Search This Blog

Tuesday, April 26, 2011

??? CuFFT what ARE you doing ???

OK, so here is what I've figured out so far.
  • CuFFT doesn't fail all the time; it fails every OTHER time its called.
  • When it does fail, it is data dependent as to which part fails; that is, if you break up line 466 of FourierOptics/src/Private/ so that pointAccumulator has its real and imaginary parts updated separately, then comment out the update of the imaginary part only, CuFFT doesn't fail, provided you input only one triangle, and that it is in a 'goldilocks' size range.  I have yet to find a range of sizes and positions that make both the real and imaginary part succeed.  Regardless, this is wrong; it shouldn't fail just because the data is an unexpected size.
I am going to continue investigating this, but won't really be able to do so for another week; other projects demand my time.  However, I talked with Joe Kider and know that he's interested in working on Fourier optics as well; turns out that it is getting interest in the graphics community.  So I'm going to work with him over the summer to see what can be done. 

Monday, April 25, 2011

Rules to live by

Don't upgrade your drivers before a deadline.  You will be unhappy.

As for the movie, its still uploading to bitbucket.  And its after midnight now... yay.  Whenever it finishes uploading, I'll post a link to it.  You can pull the code as it is, but I want to figure out WHY cufft is failing on the inverse transform, so I'm going to keep on debugging while the movie slowly (oh, SO slowly) uploads.  If it turns out is something in my code that wasn't tripping up the old drivers, I'll post that as well.

EDIT It's been 20 minutes, and its still uploading.  Which is unfortunate, as there is a chance I can use cuda-gdb to figure out what's going on, but to do so, I have to log out and then log back in in console mode, which means interrupting the upload.  At this point, I'm going to go to bed and let the upload take as long as it takes.  The movie will get up there in its own sweet time.

EDIT 2  It finished uploading sometime overnight.  You can download it here.  The movie is cheesy because everything went wrong; I'm going to keep on beating on cuFFT to figure out why its not doing the right thing, but if I can't figure it out, eventually I'm going to rip it out and use FFTW instead, or maybe look into OpenCL based implementations.  At the very least, I want to write a wrapper that makes all of the various flavors look the same, so I can have CPU & GPU unit tests that can cross-compare.  With enough time, that should make things work right (I hope).

Meh, onto other projects

Almost at the deadline!

I'm still working out how to display the output of my code.  I've downloaded and installed the cairo graphics package, and unlike AGG, it works.  Now the trick is to figure out its API between now and midnight! :(

Oh well, at least the poster and paper are up:
The only problem I've got when I look at both of those is realizing how much more I want to get done in order for this code to be complete.  Its never ending...

Saturday, April 23, 2011


In my last post, I mentioned trying to use AGG to visualize my output.  Unfortunately, it doesn't even compile on my computer.  That makes displaying the output impossible at the moment, unfortunately.  The other ways I know of are matplotlib (which requires python) and matlab (which I have no idea how to connect to to get it to do what I want).   I have some idea on how to do it with a mac, but the mac REALLY DOES NOT LIKE IT when you try to beat it into doing what you want in that way, which means many, many days of work to make that happen.  Right now, I'm fresh out of ideas, so I'm going to work on my poster and video instead.  Maybe I'll think of some nifty visualization of my output later.

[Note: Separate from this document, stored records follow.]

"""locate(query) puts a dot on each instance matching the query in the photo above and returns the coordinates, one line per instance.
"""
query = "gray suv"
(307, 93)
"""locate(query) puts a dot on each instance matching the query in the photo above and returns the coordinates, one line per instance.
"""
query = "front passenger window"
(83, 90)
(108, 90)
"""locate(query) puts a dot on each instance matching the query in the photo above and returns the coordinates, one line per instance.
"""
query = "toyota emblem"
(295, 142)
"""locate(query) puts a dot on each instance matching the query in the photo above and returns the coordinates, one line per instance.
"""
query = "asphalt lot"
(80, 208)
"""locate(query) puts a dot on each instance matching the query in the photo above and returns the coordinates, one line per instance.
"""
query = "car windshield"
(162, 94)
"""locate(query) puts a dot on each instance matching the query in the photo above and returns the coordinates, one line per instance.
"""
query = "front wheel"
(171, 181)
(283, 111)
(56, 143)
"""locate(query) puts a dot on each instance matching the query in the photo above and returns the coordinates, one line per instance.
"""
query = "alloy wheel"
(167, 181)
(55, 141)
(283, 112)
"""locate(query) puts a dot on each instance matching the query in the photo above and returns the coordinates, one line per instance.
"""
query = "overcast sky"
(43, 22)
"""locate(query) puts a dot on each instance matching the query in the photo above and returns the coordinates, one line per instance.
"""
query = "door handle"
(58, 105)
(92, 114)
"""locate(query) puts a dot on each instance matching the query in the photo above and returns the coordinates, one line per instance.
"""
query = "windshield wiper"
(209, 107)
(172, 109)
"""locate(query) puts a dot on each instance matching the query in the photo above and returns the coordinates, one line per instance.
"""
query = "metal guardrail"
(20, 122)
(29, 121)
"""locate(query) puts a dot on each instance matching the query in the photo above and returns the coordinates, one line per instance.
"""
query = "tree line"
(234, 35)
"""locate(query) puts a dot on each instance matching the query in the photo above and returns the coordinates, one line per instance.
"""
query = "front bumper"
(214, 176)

I've finally gotten all my CUDA code in place, and I've realized that I've hit a brick wall.  I've written a number of unit tests using googletest, which is a fairly nice unit testing framework, and my code passes all of my tests.  The problem is that it is limited, as all unit testing frameworks are, in that it can really only test for equality well.  This is a big problem for the code I'm writing because after reading through quite a bit of material on the web, I've come to realize that not all cards support IEEE 754 in quite the same way, or as completely, as they should.  That means that even if I had a golden test set to test against, I could fail the test, while still being reasonably accurate.  The only way I may be able to bypass this problem is if I can render my output to a file or to the screen directly, and then eyeball it.  Towards that end, I just downloaded the AGG library, which claims to use only portable C++ to render images to files.  I'm going to briefly look at it, and see if I can get it to do what I want it to do (make pretty pictures) in the amount of time I have left.  However, since this is a brand-new (to me) API, and since I STILL don't have a poster or video up, if I can't get it all working within an hour or less, I'm going to have to abandon it to get my presentation working.

Thursday, April 21, 2011

Dual Quaternions

I spent much of today hacking out code so that I can use dual quaternions, only to realize that there is every chance that they are significantly slower than using homogenous coordinates.  Why?  Because dual quaternions require an 8 x 1 column vector to represent, while a rotation and translation (same power as a dual quaternion) requires a 4 x 4 matrix; the important point is that the 4 x 4 matrix may be hardware accelerated on the GPU as mat4 is an OpenGL type.  The only other advantage that dual quaternions have is that they are relatively easy to blend (interpolate & extrapolate) over.  However, for my purposes, there won't be any blending being done; you need to rotate & translate by some fixed amount, and that's it. 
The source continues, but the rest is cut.